ECLI:NL:GHARL:2020:7733

Gerechtshof Arnhem-Leeuwarden

Datum uitspraak
25 september 2020
Publicatiedatum
25 september 2020
Zaaknummer
21-004418-18
Instantie
Gerechtshof Arnhem-Leeuwarden
Type
Uitspraak
Rechtsgebied
Strafrecht
Procedures
  • Hoger beroep
Vindplaatsen
  • Rechtspraak.nl
AI samenvatting door LexboostAutomatisch gegenereerd

Bevestiging van het vonnis in hoger beroep met overneming van gronden in een strafzaak

In deze zaak heeft het gerechtshof Arnhem-Leeuwarden op 25 september 2020 uitspraak gedaan in hoger beroep tegen een vonnis van de rechtbank Noord-Nederland van 23 juli 2018. De verdachte, geboren in 1984, had hoger beroep ingesteld tegen het vonnis waarin hij was veroordeeld tot een voorwaardelijke gevangenisstraf van 6 maanden met een proeftijd van 2 jaren. Daarnaast was er een schadevergoeding toegewezen aan de benadeelde partij van € 253,96, vermeerderd met wettelijke rente. Tijdens de zitting op 11 september 2020 heeft het hof de vordering van de advocaat-generaal gehoord, die vrijspraak voorstelde. Het hof heeft ook de argumenten van de verdachte en zijn raadsvrouw, mr. M.J. Flach, in overweging genomen. Na zorgvuldige afweging heeft het hof geoordeeld dat de rechtbank op juiste gronden heeft beslist en heeft het vonnis bevestigd met overneming van de gronden. Het arrest is uitgesproken in tegenwoordigheid van de griffier, mr. D. Janssen, en mr.
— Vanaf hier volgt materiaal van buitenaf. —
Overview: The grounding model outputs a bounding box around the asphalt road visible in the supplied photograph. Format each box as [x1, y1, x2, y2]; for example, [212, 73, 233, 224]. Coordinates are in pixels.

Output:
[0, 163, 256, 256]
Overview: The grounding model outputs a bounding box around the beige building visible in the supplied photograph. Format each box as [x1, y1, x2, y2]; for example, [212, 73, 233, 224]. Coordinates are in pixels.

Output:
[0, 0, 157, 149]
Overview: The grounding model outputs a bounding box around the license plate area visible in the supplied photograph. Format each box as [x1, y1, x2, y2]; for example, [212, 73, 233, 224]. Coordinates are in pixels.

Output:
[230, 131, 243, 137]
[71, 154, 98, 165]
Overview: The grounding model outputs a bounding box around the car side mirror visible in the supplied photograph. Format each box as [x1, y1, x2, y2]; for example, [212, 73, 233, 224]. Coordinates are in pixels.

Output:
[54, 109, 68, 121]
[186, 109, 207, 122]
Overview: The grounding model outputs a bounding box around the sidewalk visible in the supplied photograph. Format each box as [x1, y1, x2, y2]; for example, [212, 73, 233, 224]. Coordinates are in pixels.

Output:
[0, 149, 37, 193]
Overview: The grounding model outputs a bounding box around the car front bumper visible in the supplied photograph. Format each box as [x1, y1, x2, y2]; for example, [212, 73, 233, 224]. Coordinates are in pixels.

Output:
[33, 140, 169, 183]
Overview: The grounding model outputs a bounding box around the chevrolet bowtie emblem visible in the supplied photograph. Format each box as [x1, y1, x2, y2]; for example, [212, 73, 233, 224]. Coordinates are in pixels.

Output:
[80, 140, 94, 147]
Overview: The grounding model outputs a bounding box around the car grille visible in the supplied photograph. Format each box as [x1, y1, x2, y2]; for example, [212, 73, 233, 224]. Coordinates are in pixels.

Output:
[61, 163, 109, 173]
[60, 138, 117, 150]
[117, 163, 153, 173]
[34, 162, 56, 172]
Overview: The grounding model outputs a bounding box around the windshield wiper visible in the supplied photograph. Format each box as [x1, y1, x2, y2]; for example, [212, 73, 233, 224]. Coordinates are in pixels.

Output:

E.C. Kole was niet in staat om het arrest mede te ondertekenen.

Uitspraak

Afdeling strafrecht
Parketnummer: 21-004418-18
Uitspraak d.d.: 25 september 2020
TEGENSPRAAK
Arrestvan de meervoudige kamer voor strafzaken van het gerechtshof Arnhem-Leeuwarden, zittingsplaats Leeuwarden,
gewezen op het hoger beroep, ingesteld tegen het vonnis van de rechtbank Noord-Nederland van 23 juli 2018 met parketnummer 18-830345-16 in de strafzaak tegen

[verdachte] ,

geboren te [geboorteplaats] ( [geboorteland] ) op [geboortedatum] 1984,
verblijvende te [woonadres] , [woonplaats] .

Het hoger beroep

De verdachte heeft tegen het hiervoor genoemde vonnis hoger beroep ingesteld.

Onderzoek van de zaak

Dit arrest is gewezen naar aanleiding van het onderzoek op de terechtzitting van het hof van 11 september 2020 en, overeenkomstig het bepaalde bij artikel 422 van het Wetboek van Strafvordering, het onderzoek op de terechtzitting in eerste aanleg.
Het hof heeft kennisgenomen van de vordering van de advocaat-generaal, strekkende tot vrijspraak van verdachte van hetgeen hem primair en subsidiair is tenlastegelegd. Deze vordering is na voorlezing aan het hof overgelegd.
Het hof heeft voorts kennisgenomen van hetgeen door verdachte en zijn raadsvrouw, mr. M.J. Flach, naar voren is gebracht.

Het vonnis waarvan beroep

De rechtbank heeft bij vonnis van 23 juli 2018, waartegen het hoger beroep is gericht, de verdachte ter zake van het primair tenlastegelegde veroordeeld tot een voorwaardelijke gevangenisstraf voor de duur van 6 maanden, met een proeftijd van 2 jaren. Daarnaast heeft de rechtbank de vordering van de benadeelde partij toegewezen tot een bedrag van € 253,96 vermeerderd met de wettelijke rente en met oplegging van de schadevergoedingsmaatregel. Voor het overige heeft de rechtbank de benadeelde partij niet-ontvankelijk verklaard in haar vordering.
Het hof is van oordeel dat de rechtbank op juiste gronden heeft beslist. Het hof zal het vonnis dan ook met overneming van die gronden bevestigen.

BESLISSING

Het hof:
Bevestigt het vonnis waarvan beroep.
Aldus gewezen door
mr. W. Foppen, voorzitter,
mr. L.J. Hofstra en mr. E.C. Kole, raadsheren,
in tegenwoordigheid van mr. D. Janssen, griffier,
en op 25 september 2020 ter openbare terechtzitting uitgesproken.
mr. E.C. Kole is buiten staat dit arrest mede te ondertekenen.